Neither the school nor Holtsclaw returned phone calls seeking comment about the lawsuit, which also claims the girl suffered physical and emotional damage after allegedly being raped by Carroll in a classroom in February.

In past interviews, the principal said she wanted to give Carroll a second chance and did not think his murder conviction - which stemmed from a fight in 1995 - posed a threat to children.

"Sometimes people like that ... they don't get a chance," Holtsclaw told The Sun in May. "I felt [the murder] had nothing to do with children, and I hired him."

John Amato IV, a lawyer representing the 13-year-old plaintiff and her mother, said the lawsuit was spurred in part by Holtsclaw's comments to The Sun and other news organizations.

"It just shows me she appointed herself the decision-maker in this case without input from people who deserve to know, namely, the parents and students," Amato said.

The names of the plaintiff and her mother are not being published because The Sun does not identify people who may have been sexually victimized.

After the arrest, which occurred after a parent called police about the allegations, some parents were outraged that the school did not inform them of Carroll's criminal background.

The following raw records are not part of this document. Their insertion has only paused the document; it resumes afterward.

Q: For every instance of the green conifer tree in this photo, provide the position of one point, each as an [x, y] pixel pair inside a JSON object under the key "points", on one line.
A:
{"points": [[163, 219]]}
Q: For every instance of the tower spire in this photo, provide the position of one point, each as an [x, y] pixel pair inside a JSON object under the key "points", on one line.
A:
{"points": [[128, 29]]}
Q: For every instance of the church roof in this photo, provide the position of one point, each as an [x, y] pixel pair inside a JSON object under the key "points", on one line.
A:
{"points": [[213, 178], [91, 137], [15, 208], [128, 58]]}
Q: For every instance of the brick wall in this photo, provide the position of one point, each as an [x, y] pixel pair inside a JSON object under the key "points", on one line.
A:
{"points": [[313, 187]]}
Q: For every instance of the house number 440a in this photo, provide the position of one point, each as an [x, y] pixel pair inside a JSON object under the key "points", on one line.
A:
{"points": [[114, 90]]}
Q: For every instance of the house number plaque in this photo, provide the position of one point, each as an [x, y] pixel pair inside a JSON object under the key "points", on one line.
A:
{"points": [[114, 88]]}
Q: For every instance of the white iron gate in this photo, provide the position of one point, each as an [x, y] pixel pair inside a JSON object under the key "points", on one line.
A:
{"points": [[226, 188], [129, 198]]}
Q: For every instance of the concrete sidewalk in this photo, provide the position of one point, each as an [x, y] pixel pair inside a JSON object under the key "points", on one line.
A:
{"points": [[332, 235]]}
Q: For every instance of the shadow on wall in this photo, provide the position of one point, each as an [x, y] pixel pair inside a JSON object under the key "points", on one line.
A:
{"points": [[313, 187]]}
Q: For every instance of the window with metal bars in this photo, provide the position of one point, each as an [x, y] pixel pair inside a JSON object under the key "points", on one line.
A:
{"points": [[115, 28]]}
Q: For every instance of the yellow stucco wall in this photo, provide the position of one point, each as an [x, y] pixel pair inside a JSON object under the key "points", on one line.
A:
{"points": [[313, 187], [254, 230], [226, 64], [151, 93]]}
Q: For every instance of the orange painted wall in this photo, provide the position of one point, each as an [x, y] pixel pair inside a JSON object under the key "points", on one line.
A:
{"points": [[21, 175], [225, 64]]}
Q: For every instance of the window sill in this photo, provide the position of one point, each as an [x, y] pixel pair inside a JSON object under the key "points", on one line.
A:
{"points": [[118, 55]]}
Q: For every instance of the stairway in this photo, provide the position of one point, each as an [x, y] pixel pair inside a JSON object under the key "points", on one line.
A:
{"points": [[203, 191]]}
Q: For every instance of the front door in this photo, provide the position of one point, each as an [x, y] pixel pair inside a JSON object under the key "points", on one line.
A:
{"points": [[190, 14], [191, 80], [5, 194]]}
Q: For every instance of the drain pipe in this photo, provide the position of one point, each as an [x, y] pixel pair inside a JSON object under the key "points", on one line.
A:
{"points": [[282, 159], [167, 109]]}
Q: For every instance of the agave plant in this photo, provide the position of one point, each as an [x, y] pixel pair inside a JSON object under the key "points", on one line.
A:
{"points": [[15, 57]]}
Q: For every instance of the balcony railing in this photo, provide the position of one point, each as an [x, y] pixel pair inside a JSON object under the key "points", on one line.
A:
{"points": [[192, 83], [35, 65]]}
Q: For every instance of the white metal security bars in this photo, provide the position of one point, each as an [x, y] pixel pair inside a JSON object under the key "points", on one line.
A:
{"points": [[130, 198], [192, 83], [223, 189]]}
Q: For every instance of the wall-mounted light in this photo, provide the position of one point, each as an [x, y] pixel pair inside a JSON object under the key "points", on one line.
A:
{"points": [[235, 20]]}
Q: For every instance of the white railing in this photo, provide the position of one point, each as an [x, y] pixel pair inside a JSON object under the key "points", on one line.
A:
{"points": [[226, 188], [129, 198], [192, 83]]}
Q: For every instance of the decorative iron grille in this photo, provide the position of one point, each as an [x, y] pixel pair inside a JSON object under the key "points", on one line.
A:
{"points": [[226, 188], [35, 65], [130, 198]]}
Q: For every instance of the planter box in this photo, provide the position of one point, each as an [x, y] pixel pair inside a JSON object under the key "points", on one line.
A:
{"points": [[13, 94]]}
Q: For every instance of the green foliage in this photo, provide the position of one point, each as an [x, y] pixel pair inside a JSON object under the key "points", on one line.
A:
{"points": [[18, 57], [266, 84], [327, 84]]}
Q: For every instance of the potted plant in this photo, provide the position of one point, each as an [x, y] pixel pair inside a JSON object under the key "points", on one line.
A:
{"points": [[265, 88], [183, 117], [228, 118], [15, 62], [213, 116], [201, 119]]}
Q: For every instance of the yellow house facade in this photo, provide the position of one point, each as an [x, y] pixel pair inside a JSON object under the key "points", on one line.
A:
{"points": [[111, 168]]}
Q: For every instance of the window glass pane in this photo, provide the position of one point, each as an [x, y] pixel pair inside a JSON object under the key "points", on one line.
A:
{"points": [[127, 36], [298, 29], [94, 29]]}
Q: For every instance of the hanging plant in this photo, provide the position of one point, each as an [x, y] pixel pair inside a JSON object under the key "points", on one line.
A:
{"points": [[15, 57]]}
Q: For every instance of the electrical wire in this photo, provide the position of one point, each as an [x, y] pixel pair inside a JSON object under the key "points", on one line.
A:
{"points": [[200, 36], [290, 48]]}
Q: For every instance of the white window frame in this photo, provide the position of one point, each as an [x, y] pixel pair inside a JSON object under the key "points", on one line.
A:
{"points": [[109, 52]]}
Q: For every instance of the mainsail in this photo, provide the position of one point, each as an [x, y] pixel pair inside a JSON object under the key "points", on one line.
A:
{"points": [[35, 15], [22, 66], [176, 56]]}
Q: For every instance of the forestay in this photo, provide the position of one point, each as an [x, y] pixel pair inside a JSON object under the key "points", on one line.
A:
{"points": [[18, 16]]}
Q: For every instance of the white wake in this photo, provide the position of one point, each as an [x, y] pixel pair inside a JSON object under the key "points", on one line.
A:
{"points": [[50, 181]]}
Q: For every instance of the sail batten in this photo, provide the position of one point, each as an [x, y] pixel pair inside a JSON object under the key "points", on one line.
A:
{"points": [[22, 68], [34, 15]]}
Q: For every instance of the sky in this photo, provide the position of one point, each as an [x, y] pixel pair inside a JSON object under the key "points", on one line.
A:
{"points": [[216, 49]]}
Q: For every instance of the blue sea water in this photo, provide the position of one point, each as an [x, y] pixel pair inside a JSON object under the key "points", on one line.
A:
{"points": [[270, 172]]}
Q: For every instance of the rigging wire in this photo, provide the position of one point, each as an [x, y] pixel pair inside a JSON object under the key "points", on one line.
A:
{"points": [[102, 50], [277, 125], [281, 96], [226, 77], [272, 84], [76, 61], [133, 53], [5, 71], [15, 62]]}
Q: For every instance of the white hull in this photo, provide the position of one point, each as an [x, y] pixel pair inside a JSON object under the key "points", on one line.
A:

Under state law, private schools are required to do a background check of all their employees but are not required to give the results to state officials. There are no state laws regulating who can teach in a private school. Public schools, on the other hand, are forbidden from hiring a teacher who has been convicted of a violent crime.

Carroll, who also faces charges that he groped two other students in March and April, pleaded not guilty last month. He is scheduled to stand trial Aug. 11.

His attorney, Warren A. Brown, has argued that the case against Carroll is weak because the victims did not immediately come forward. Brown also said it was his client who first informed the school administration about the allegations against him.